Cross asked Swift if Riverview was covered under the Whistleblower’s Protection Act, a federal law that protects government employees who report violations from retaliatory action.
Swift said he believes it is.
“So why are people being threatened for their jobs for talking to the residents?” Cross asked, to which Swift replied that he was not going to comment.
Swift responded on Sept. 21 to an email request for staffing level clarification, stating that normal staffing at the Fire Department is four people, as agreed upon with the fire union.
He said when a rescue comes in, two people respond with the ambulance. If a second call comes in, the other two people respond with the city’s second ambulance, noting that Riverview only has two ambulances.

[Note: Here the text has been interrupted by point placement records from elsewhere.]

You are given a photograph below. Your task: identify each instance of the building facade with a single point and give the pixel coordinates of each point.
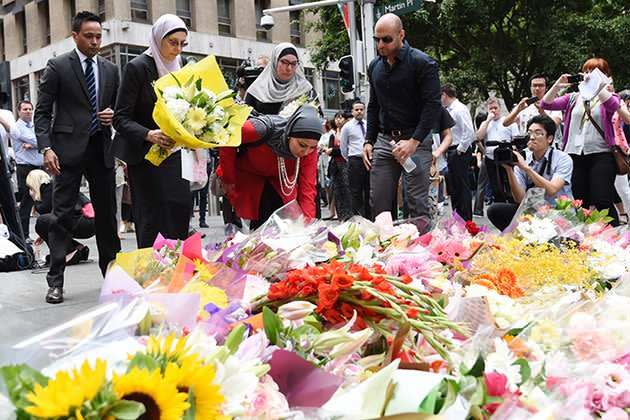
(33, 31)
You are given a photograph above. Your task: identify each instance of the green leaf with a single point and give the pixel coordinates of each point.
(272, 325)
(526, 371)
(126, 410)
(235, 338)
(143, 361)
(477, 369)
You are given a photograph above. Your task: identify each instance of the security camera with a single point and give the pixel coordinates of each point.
(267, 22)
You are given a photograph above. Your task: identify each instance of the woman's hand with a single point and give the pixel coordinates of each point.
(159, 138)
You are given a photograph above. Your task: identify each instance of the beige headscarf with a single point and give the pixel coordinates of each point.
(34, 181)
(165, 25)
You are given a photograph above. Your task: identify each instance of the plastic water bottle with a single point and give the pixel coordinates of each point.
(409, 165)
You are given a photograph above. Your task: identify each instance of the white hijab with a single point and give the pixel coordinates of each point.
(267, 88)
(163, 26)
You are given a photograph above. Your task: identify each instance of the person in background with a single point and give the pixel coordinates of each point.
(281, 82)
(276, 164)
(588, 138)
(40, 188)
(162, 201)
(73, 119)
(543, 167)
(27, 158)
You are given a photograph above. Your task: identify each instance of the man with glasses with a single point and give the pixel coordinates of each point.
(404, 108)
(543, 167)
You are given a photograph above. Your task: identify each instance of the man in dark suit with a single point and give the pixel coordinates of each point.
(77, 93)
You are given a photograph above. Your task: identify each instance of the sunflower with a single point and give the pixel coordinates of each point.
(198, 378)
(64, 394)
(160, 397)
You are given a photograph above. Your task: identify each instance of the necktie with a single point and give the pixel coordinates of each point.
(90, 81)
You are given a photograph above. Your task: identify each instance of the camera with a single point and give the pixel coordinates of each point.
(503, 153)
(247, 73)
(266, 21)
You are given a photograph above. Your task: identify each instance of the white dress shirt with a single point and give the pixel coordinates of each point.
(84, 57)
(352, 138)
(463, 132)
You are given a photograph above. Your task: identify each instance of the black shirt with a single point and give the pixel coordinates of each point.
(404, 96)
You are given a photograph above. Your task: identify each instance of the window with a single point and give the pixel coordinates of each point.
(261, 33)
(140, 11)
(44, 18)
(100, 10)
(20, 21)
(224, 13)
(184, 11)
(295, 20)
(22, 91)
(332, 93)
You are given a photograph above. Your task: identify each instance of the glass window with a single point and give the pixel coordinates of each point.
(100, 10)
(183, 10)
(332, 92)
(224, 14)
(295, 19)
(261, 33)
(140, 11)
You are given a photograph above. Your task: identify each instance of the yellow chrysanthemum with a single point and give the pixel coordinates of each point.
(160, 397)
(195, 119)
(67, 391)
(207, 294)
(195, 376)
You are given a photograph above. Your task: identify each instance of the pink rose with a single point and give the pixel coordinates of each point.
(496, 384)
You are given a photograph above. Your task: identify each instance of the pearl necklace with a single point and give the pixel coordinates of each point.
(287, 185)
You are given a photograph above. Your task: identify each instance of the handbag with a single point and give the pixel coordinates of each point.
(622, 161)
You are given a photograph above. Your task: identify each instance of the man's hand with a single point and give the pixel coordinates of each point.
(159, 138)
(51, 162)
(106, 116)
(367, 155)
(404, 149)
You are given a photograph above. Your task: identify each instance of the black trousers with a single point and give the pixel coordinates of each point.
(26, 202)
(83, 229)
(270, 201)
(103, 196)
(359, 180)
(501, 214)
(593, 182)
(458, 183)
(161, 200)
(498, 182)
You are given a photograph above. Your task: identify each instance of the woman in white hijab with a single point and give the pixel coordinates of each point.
(281, 82)
(161, 199)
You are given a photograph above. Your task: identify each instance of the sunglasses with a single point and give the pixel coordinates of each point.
(174, 43)
(386, 39)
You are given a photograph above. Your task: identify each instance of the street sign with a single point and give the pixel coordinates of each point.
(399, 7)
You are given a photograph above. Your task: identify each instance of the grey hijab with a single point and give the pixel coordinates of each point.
(267, 88)
(276, 130)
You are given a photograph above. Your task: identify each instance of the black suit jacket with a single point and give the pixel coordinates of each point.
(133, 117)
(63, 113)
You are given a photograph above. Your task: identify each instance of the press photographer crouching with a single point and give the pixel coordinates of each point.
(543, 167)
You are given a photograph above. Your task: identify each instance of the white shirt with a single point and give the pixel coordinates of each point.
(352, 138)
(84, 57)
(497, 132)
(463, 132)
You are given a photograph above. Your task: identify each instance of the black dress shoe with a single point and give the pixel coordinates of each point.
(54, 295)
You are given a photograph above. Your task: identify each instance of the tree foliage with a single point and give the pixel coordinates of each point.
(497, 45)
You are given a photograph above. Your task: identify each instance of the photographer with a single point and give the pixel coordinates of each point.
(543, 167)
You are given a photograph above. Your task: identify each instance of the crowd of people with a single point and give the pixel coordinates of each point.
(387, 155)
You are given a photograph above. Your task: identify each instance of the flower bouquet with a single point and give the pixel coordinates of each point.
(196, 108)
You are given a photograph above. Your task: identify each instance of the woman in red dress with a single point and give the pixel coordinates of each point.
(275, 164)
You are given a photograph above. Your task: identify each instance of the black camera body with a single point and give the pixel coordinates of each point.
(503, 153)
(247, 73)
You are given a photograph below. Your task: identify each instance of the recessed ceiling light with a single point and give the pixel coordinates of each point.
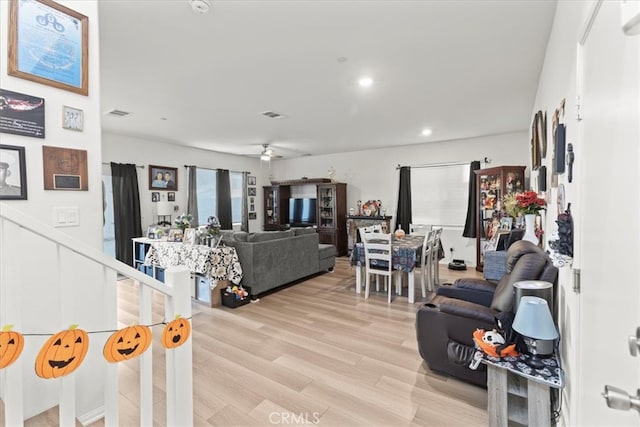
(365, 81)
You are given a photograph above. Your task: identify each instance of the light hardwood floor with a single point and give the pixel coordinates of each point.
(313, 353)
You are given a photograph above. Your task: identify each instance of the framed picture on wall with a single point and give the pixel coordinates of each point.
(163, 178)
(62, 61)
(13, 173)
(72, 118)
(65, 168)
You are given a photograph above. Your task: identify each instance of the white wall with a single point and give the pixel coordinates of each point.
(558, 81)
(40, 310)
(372, 174)
(126, 149)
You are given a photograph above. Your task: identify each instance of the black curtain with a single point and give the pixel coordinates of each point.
(403, 213)
(472, 206)
(126, 209)
(223, 193)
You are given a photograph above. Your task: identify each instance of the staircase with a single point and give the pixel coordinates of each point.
(49, 281)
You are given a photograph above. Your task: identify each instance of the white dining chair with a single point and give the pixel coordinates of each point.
(420, 229)
(377, 251)
(435, 261)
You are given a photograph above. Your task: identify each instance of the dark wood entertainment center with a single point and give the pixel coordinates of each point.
(331, 209)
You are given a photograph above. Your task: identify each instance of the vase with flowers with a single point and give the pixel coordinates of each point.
(529, 205)
(213, 229)
(183, 221)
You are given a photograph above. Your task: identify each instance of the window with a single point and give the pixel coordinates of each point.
(439, 195)
(206, 190)
(236, 196)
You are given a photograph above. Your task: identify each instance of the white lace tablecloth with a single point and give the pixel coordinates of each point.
(219, 263)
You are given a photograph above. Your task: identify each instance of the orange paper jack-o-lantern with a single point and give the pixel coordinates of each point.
(127, 343)
(62, 353)
(176, 332)
(11, 345)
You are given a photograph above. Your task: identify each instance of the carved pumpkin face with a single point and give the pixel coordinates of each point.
(127, 343)
(176, 332)
(62, 353)
(11, 345)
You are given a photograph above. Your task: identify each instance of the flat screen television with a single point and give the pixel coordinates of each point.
(302, 212)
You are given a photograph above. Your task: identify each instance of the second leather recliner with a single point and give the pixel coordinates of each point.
(445, 325)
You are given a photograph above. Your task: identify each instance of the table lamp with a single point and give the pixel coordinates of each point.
(164, 210)
(534, 322)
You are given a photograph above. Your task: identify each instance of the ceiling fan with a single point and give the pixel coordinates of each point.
(267, 153)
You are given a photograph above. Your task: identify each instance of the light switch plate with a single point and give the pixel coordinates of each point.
(66, 216)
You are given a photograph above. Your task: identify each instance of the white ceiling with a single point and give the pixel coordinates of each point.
(462, 68)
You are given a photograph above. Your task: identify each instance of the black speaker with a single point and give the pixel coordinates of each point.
(560, 148)
(542, 178)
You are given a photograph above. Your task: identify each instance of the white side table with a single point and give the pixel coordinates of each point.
(517, 392)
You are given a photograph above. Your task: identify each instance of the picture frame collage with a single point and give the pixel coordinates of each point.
(67, 30)
(252, 193)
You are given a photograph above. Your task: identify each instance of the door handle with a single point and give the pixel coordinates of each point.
(634, 343)
(620, 399)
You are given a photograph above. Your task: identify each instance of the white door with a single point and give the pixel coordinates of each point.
(609, 232)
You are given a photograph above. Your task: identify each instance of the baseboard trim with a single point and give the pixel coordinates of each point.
(92, 416)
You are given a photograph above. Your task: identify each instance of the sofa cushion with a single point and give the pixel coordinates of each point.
(303, 231)
(240, 236)
(227, 235)
(265, 236)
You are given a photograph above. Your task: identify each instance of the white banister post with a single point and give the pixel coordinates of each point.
(11, 285)
(146, 359)
(110, 280)
(179, 360)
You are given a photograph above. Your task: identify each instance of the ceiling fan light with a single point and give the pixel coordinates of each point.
(200, 6)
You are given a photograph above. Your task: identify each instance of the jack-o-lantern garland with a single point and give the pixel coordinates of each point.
(11, 345)
(127, 343)
(176, 332)
(65, 351)
(62, 353)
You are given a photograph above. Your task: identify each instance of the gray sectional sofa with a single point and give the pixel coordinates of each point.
(271, 259)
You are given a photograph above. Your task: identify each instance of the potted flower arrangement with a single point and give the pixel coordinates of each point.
(183, 221)
(212, 229)
(529, 205)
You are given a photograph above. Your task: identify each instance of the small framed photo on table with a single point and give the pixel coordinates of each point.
(175, 235)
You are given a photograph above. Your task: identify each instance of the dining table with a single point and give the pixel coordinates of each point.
(406, 251)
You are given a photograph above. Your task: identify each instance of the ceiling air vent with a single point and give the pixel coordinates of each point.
(272, 115)
(118, 113)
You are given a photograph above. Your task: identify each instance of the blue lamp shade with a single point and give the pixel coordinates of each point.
(533, 319)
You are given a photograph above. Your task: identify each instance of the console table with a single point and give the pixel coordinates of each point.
(356, 221)
(517, 392)
(211, 268)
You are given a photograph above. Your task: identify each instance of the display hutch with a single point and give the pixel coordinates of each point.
(331, 217)
(276, 207)
(492, 185)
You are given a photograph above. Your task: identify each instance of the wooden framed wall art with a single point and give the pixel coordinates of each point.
(48, 44)
(65, 169)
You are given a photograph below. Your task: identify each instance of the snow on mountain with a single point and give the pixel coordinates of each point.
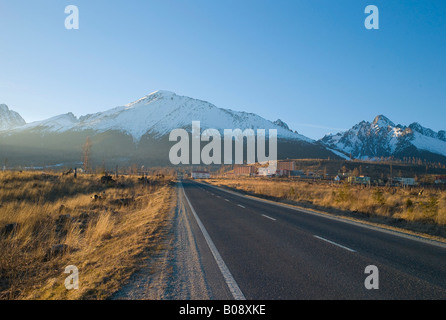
(59, 123)
(158, 114)
(9, 119)
(383, 138)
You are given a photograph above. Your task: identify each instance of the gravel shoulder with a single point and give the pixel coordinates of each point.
(183, 269)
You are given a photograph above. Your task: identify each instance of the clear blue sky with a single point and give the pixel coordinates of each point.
(311, 63)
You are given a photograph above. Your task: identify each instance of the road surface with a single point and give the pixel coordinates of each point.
(258, 250)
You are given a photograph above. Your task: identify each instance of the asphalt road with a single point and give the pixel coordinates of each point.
(272, 252)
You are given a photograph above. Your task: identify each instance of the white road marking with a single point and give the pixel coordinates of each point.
(230, 281)
(334, 243)
(268, 217)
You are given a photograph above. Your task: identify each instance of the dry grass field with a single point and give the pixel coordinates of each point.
(406, 208)
(106, 229)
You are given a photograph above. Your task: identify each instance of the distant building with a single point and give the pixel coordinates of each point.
(286, 165)
(359, 180)
(405, 181)
(266, 172)
(440, 179)
(283, 173)
(200, 175)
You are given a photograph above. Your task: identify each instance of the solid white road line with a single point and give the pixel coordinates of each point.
(230, 281)
(268, 217)
(334, 243)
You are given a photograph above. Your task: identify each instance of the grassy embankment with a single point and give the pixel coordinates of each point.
(50, 221)
(395, 207)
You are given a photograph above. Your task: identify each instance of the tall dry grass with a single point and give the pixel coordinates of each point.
(49, 221)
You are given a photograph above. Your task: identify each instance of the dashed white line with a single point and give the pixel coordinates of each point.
(268, 217)
(334, 243)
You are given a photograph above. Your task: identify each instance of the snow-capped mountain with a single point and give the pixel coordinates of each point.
(138, 133)
(9, 119)
(382, 138)
(158, 114)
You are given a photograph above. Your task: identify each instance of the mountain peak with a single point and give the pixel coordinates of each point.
(9, 119)
(282, 124)
(159, 94)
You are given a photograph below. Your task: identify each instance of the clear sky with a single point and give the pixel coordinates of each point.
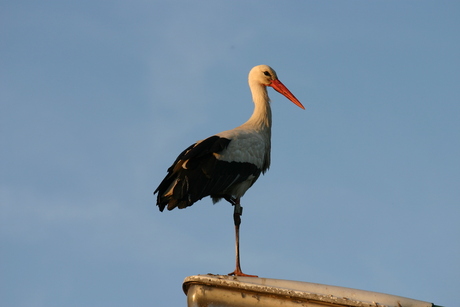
(99, 97)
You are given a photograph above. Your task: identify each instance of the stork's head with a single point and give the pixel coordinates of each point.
(265, 75)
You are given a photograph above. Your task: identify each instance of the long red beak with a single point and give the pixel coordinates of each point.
(280, 88)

If a third call were to occur, he said Trenton or Wyandotte personnel would likely respond through mutual aid agreements.
Swift said that when a fire engine answers a call, all four firefighters respond, and further calls would be responded to through the mutual aid community.
He said budget cuts have not delayed the replacement of any Fire Department equipment.
Swift declined to comment on Firefighter Richard Cadoura’s July 28 termination except to confirm it.
Cadoura has claimed on social media that he was wrongly terminated after nearly nine years as a Riverview Fire Department employee for reporting unsafe conditions within the department.
City Manager and Finance Director Douglas Drysdale said in a Sept. 22 email response that he would not comment on Cadoura’s employment status with the city because it was “an open personnel issue.”
Drysdale said the department has had shifts with less than the standard four firefighters due to employees “calling off their shifts and other employees not picking them up.”
He said the city’s roster has 30 firefighters, so there is available personnel to pick up shifts.
Drysdale said the department has had no budget cuts in recent years, and the deputy chief makes capital outlay requests each year through the budget process, and equipment is replaced as needed and within industry guidelines for useful life.